Une roue qui tourne dans les deux sens
     Cette course à l’amélioration de la productivité a plusieurs effets pervers.  D’une part, non seulement nous pousse-t-elle à surconsommer, mais également à se surendetter.  «Achetez aujourd’hui et payez plus tard», nous propose-t-on.   Mais voilà que nous en sommes rendus, dans bien des cas, à des taux d’endettement qui dépassent nos revenus annuels.  Qui plus est, lorsque survient une récession et que nombre de personnes perdent leur emploi, ce surendettement devient catastrophique, non seulement pour ceux couverts de dettes mais également pour le marché de la surproduction pour qui la surconsommation est vitale.  Ce phénomène est accentué par le fait que même ceux qui conservent leur emploi réduisent leur consommation, de crainte de connaître éventuellement le sort des chômeurs… Voilà qui accentue d’autant la crise. (On rapporte d’ailleurs que depuis peu les gens se sont mis à économiser et à rembourser leurs dettes, ce qui est une excellente chose à terme mais dévastateur en plein ralentissement économique.)

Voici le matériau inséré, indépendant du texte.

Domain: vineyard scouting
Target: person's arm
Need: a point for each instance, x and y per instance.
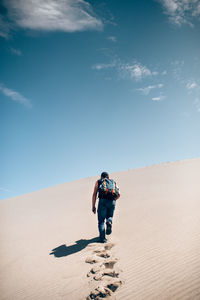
(94, 196)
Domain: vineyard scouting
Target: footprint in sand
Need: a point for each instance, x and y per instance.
(104, 271)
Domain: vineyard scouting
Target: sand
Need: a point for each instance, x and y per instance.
(49, 248)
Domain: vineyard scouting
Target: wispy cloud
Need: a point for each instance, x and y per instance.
(16, 51)
(159, 98)
(181, 11)
(135, 71)
(197, 104)
(146, 90)
(191, 85)
(103, 66)
(15, 96)
(51, 15)
(177, 68)
(4, 27)
(4, 190)
(112, 39)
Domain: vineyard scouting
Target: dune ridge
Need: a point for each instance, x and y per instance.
(47, 236)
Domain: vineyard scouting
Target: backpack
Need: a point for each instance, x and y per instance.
(108, 189)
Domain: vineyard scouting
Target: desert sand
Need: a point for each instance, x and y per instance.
(49, 248)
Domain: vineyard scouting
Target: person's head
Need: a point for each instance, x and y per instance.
(104, 175)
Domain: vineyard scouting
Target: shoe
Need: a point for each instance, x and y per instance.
(108, 228)
(103, 240)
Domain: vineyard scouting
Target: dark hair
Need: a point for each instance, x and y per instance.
(104, 175)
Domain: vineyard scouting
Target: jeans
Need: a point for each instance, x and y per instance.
(105, 211)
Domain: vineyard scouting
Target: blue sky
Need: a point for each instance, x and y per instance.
(93, 86)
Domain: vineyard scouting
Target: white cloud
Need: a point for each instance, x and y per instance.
(159, 98)
(103, 66)
(191, 85)
(16, 51)
(181, 11)
(15, 96)
(197, 104)
(52, 15)
(4, 190)
(146, 90)
(135, 71)
(112, 38)
(4, 28)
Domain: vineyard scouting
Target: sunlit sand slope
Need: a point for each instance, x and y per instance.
(49, 248)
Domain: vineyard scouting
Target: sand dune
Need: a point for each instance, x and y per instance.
(49, 248)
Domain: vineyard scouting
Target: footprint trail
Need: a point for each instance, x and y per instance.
(103, 272)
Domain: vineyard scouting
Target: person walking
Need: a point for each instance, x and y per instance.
(108, 193)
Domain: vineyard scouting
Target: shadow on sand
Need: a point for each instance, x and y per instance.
(79, 245)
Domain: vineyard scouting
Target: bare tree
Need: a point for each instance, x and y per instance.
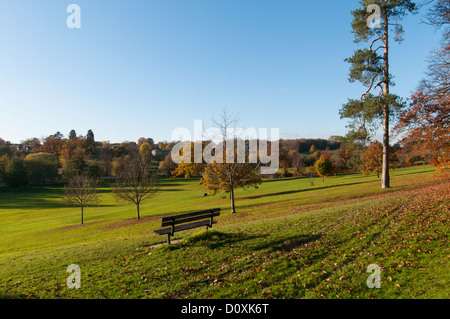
(81, 191)
(135, 184)
(229, 173)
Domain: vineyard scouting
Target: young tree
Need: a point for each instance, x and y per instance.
(134, 183)
(81, 191)
(372, 68)
(229, 175)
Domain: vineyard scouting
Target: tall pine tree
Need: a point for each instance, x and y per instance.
(370, 66)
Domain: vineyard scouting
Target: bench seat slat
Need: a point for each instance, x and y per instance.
(168, 230)
(178, 221)
(169, 218)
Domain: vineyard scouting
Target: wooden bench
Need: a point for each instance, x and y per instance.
(187, 221)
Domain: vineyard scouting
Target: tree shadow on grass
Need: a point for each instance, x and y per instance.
(289, 243)
(303, 190)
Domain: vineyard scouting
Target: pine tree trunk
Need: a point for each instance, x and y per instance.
(385, 178)
(233, 210)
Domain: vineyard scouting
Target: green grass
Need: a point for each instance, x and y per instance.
(288, 240)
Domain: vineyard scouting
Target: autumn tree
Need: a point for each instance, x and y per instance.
(41, 167)
(370, 66)
(81, 191)
(134, 183)
(372, 159)
(425, 124)
(167, 166)
(323, 167)
(15, 174)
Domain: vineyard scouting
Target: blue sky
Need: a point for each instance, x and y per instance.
(143, 68)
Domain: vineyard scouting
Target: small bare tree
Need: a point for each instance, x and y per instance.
(229, 174)
(135, 183)
(81, 191)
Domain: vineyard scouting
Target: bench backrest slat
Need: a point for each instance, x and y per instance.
(178, 221)
(202, 214)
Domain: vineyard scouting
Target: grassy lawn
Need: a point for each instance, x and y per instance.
(289, 239)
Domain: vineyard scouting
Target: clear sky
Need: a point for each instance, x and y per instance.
(143, 68)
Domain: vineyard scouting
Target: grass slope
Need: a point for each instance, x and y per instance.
(288, 240)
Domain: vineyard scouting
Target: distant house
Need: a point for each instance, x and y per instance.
(20, 147)
(157, 151)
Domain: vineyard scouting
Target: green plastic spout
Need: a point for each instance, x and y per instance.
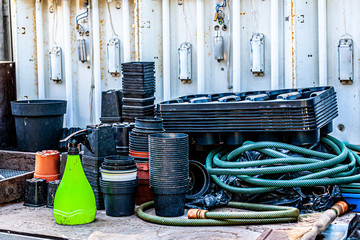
(74, 202)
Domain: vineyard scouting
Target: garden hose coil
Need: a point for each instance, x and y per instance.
(263, 214)
(325, 168)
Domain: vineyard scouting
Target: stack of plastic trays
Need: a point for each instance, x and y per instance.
(298, 116)
(138, 89)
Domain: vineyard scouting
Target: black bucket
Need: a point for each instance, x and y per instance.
(38, 123)
(119, 197)
(169, 202)
(169, 172)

     On se retrouve en quelque sorte à notre dilemme de départ: si l’ensemble des entreprises sont désormais capables de produire autant avec moins de main-d'oeuvre et que par conséquent elles mettent une partie de leurs travailleurs à pied, elles se privent d’une proportion équivalente de consommateurs potentiels.  Et bien sûr, moins de gens travaillent, moins il y a de consommateurs, et moins il y a de consommateurs, plus de travailleurs sont à risque de perdre leur emploi.  Ce cercle vicieux, c’est la roue infernale dans laquelle nous sommes maintenant plongés. 
Culs de sac de la productivité
     Un autre effet spectaculaire de l’amélioration des capacités de production s’observe dans le domaine des communications (au sens large du terme), notamment: médias, musique et culture. 

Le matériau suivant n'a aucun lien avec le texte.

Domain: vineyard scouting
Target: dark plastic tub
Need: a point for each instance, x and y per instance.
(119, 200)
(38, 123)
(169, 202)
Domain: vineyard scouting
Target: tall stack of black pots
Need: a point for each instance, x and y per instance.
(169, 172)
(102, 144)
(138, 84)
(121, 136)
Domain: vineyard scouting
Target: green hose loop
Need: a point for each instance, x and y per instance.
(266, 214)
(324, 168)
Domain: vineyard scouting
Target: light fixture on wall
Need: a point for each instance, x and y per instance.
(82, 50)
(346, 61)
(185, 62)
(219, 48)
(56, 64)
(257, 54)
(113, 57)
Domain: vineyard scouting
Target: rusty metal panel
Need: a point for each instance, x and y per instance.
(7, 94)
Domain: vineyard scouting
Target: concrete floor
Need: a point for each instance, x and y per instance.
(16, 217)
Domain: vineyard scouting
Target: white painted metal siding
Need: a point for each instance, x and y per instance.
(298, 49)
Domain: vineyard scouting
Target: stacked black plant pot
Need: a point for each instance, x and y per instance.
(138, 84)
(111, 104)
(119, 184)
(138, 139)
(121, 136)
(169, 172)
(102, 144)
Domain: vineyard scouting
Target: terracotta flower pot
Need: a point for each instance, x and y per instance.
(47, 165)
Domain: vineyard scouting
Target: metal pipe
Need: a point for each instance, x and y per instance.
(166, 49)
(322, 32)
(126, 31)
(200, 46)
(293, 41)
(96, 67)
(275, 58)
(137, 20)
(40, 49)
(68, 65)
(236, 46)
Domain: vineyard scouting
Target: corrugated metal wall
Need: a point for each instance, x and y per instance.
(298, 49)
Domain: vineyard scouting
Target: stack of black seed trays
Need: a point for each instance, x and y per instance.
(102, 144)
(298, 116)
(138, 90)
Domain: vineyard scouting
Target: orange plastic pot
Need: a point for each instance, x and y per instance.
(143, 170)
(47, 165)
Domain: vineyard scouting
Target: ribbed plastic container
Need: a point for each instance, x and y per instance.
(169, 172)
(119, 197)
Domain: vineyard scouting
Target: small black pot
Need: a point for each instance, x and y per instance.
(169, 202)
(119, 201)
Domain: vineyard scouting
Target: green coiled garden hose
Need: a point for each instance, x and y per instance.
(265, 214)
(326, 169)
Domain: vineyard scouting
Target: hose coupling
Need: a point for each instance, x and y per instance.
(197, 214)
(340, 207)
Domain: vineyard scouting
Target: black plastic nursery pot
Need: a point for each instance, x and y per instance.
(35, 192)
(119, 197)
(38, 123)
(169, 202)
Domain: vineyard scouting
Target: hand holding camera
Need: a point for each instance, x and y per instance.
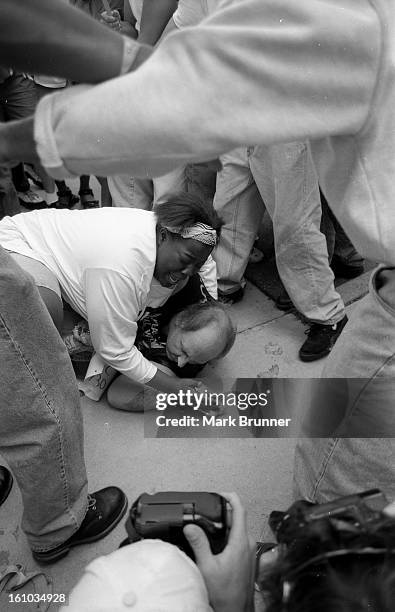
(211, 529)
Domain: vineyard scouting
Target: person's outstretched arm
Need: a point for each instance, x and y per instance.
(51, 37)
(254, 72)
(154, 19)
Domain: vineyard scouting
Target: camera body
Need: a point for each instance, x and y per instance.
(163, 515)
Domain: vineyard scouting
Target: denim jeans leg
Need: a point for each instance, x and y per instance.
(9, 203)
(326, 468)
(172, 182)
(129, 192)
(238, 203)
(41, 436)
(286, 178)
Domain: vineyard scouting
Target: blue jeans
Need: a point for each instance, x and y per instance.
(282, 178)
(41, 434)
(327, 468)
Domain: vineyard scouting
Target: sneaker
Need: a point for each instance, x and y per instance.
(5, 483)
(231, 298)
(105, 509)
(32, 175)
(31, 200)
(66, 199)
(320, 340)
(88, 199)
(343, 269)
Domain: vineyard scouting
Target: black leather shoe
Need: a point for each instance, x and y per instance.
(105, 509)
(231, 298)
(321, 340)
(6, 481)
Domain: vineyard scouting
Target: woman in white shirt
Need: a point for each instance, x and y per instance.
(110, 264)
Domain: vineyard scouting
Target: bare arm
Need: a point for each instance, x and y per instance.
(154, 19)
(51, 37)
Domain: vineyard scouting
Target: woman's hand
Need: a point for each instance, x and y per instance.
(229, 576)
(112, 20)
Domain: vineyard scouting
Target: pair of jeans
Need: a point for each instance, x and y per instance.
(9, 203)
(41, 434)
(131, 192)
(281, 178)
(365, 352)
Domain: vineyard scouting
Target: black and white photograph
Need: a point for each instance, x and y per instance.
(197, 305)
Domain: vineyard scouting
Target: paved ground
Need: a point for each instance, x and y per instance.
(117, 452)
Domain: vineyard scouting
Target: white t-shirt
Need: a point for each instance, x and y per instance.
(148, 576)
(191, 12)
(104, 260)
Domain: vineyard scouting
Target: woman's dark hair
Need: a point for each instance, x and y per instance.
(198, 316)
(353, 582)
(184, 209)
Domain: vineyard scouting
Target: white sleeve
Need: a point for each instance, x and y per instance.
(252, 73)
(113, 305)
(190, 13)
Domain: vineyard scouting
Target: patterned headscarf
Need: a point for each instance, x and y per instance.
(200, 232)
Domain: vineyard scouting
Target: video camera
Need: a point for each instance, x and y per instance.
(163, 515)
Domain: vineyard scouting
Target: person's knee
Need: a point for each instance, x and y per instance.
(54, 306)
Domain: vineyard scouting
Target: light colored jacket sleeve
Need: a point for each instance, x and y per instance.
(253, 73)
(113, 305)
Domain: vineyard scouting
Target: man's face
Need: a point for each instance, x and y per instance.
(178, 258)
(195, 347)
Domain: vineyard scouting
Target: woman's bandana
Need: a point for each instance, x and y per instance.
(200, 232)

     Le développement phénoménal de l’informatique a fondamentalement transformé ces champs d’activité comme personne n’aurait pu l’imaginer il y a quinze ans à peine.  Grâce à l’accessibilité à de puissants ordinateurs, à des logiciels ultra-performants et à de formidables outils de diffusion (Internet, CD et DVD, etc.), n’importe qui peut désormais créer et diffuser ses propres produits. 
     Ainsi, il n’y a guère de concerts ou de spectacles où le moindre chanteur ou orchestre distribue sa musique enregistrée sur CD ou DVD maison. (Sur la rue, on croise même de jeunes musiciens qui vendent leur CD pour 5 $.)  De même, sur Internet, un nombre incalculable de personnes proposent du contenu (blogues, sites d’information, bulletins les plus divers, etc.) alors que tous les quotidiens du monde y deviennent accessibles gratuitement.  Même chose du côté du livre, dont le nombre de parutions a explosé ces dernières années, alors que quiconque le moindrement habile peut s’autoéditer et vendre ses œuvres sur Internet.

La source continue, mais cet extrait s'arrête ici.